Download required files

Next we need to download the required files to a Linux machine (Windows could also work but I prefer a Linux VM). I installed OKD in this example so I directly downloaded the files from the OKD GitHub page. The newest version at the time of writing was 4.19.0-okd-scos.1 so I used this. You can get newer releases if available from the GitHub page and adjust the links accordingly: https://github.com/okd-project/okd/releases

On your Linux machine do the following:

mkdir okd-installer && cd okd-installer
wget https://github.com/okd-project/okd/releases/download/4.19.0-okd-scos.1/openshift-install-linux-4.19.0-okd-scos.1.tar.gz
wget https://github.com/okd-project/okd/releases/download/4.19.0-okd-scos.1/openshift-client-linux-4.19.0-okd-scos.1.tar.gz
tar xzvf openshift-client-linux-4.19.0-okd-scos.1.tar.gz
tar xzvf openshift-install-linux-4.19.0-okd-scos.1.tar.gz

This downloads the OpenShift Client installer to your machine and unpacks the compressed files.

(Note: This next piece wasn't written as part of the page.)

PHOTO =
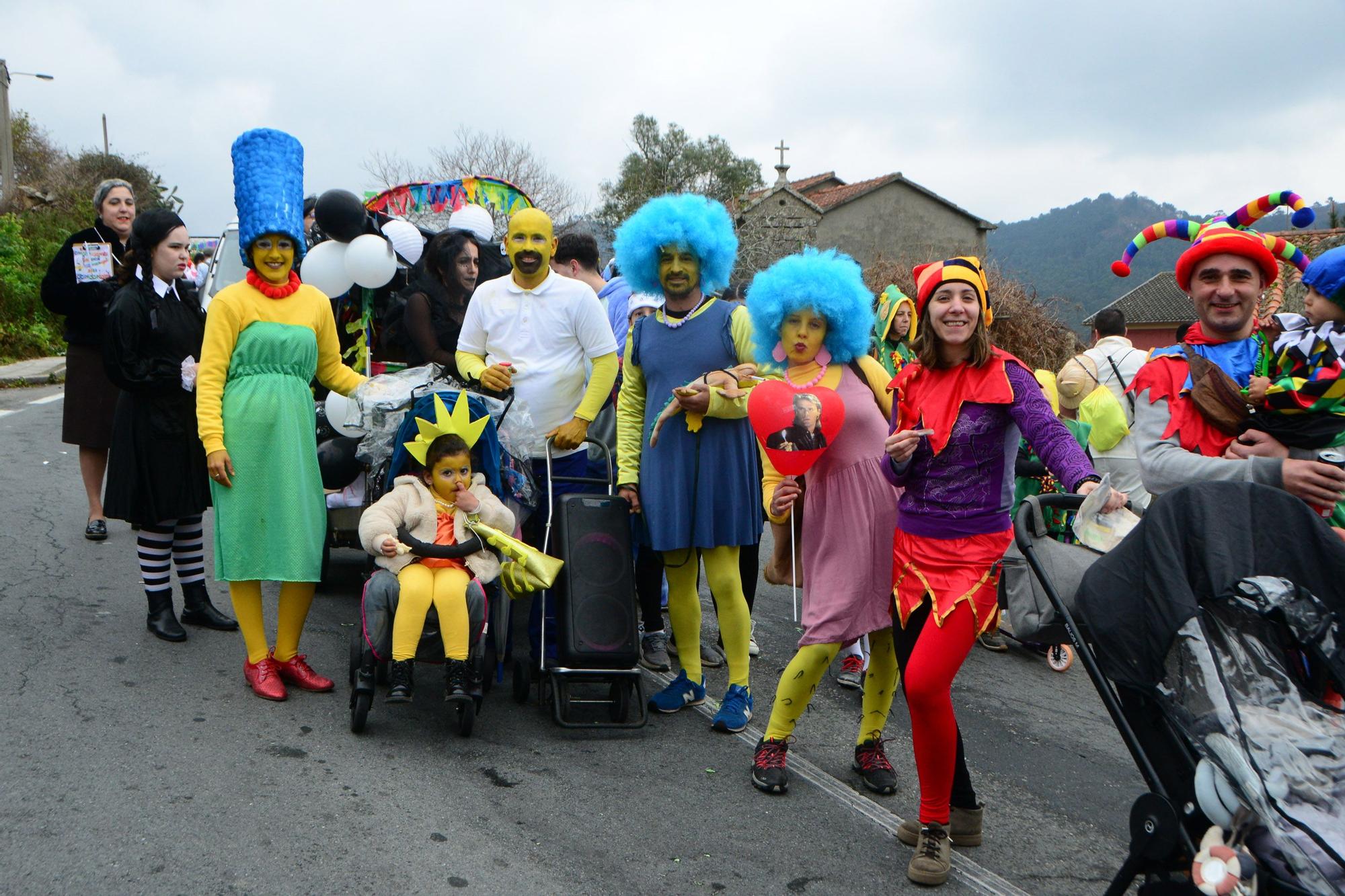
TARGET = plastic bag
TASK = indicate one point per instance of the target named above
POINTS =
(1102, 532)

After that we can install the installer and oc client to the PATH so that you can run those binaries from everywhere like so:

sudo cp ./openshift-install /usr/local/bin/ && cp ./oc /usr/local/bin/

Next steps

After this your environment should be set up and ready to configure the installer. Because we are not done yet, not even close. It is important to note that there are quite a lot different configurations that still need to be done, like configuring the vCenter, the VIPs, DNS names etc in the installer config so that it knows where to deploy the cluster.
Also, I will download and adjust the deployment files for the Antrea CNI. As this is still a very VMware focussed blog, I will be using the Antrea CNI as my CNI. You could also use calico, flannel or another CNI. By default OKD installs the default OpenShift CNI. We will be replacing this with Antrea and integrate it into NSX in a future part of this blog series.